There was anxiety in her question. An understandable anxiety. Were these suits equipped with lights? 'Six or seven hours, don't you think?'

'I agree, that was my assessment. Six hours.'

They walked on in silence. Then the princess asked, 'do you know what I'll miss the most?'

'Servants?' Marcus answered as a joke, but he immediately regretted the quip.

'Mine was a rhetorical question, to which no response is necessary other than an enquiry as to learn my answer. It certainly did not call for a mean-spirited response by someone who doesn't know me at all and has no grounds for making assumptions about me.'

'Mea Culpa.' Marcus threw open his arms. 'You are right.

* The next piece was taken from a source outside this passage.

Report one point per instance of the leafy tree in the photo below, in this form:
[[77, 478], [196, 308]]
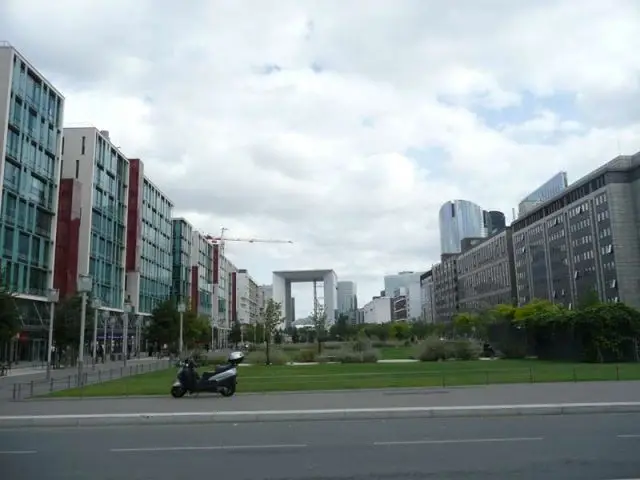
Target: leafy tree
[[235, 334], [271, 318], [319, 319], [10, 322]]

It's just with the sun and the sea air and my youthful body, I'm in great form. I was trying to be funny.'

She said nothing. Nor did she look anywhere but directly ahead.

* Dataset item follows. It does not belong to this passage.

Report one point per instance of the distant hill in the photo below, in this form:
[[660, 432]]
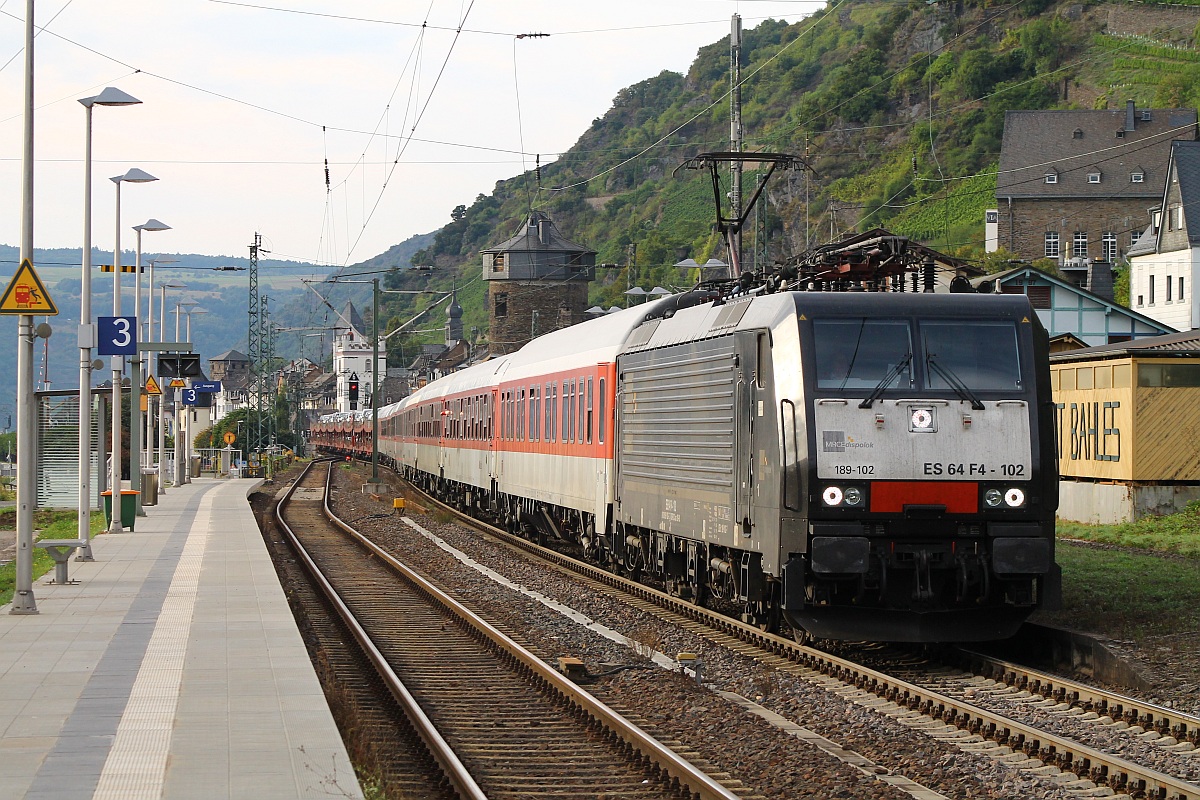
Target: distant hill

'What will you miss, Sina?'

'Music.'

Marcus was relieved when she spoke. Her voice was natural, not angry. 'Music?'

'It's my passion. I couldn't care less about sports. Literature I will miss somewhat. Cinema too. But music. We don't have Bach here; every day back on Earth I played his music for practice.'

The sincere look of loss in her eyes affected Marcus and for a moment punctuated his own high spirits. He reached across and patted her arm. 'I once read an anthropology book that said early humans, because they lived in relative freedom and were not slaves to their work, probably produced a dozen Mozarts with every generation. Perhaps there is music here, amazing music.'

'Were these early humans cannibals and slavers?' she asked scornfully.

'Ahh, probably not.'

After walking for another an hour it seemed to Marcus that it was likely that they would find a river soon, for looking towards the sea, Marcus made note of the darker tone of the mud and an increase in the number of wader birds out in that direction. He did not, however, comment on this in case he was mistaken. There was no need to raise Sina's hopes only to dash them if he was wrong.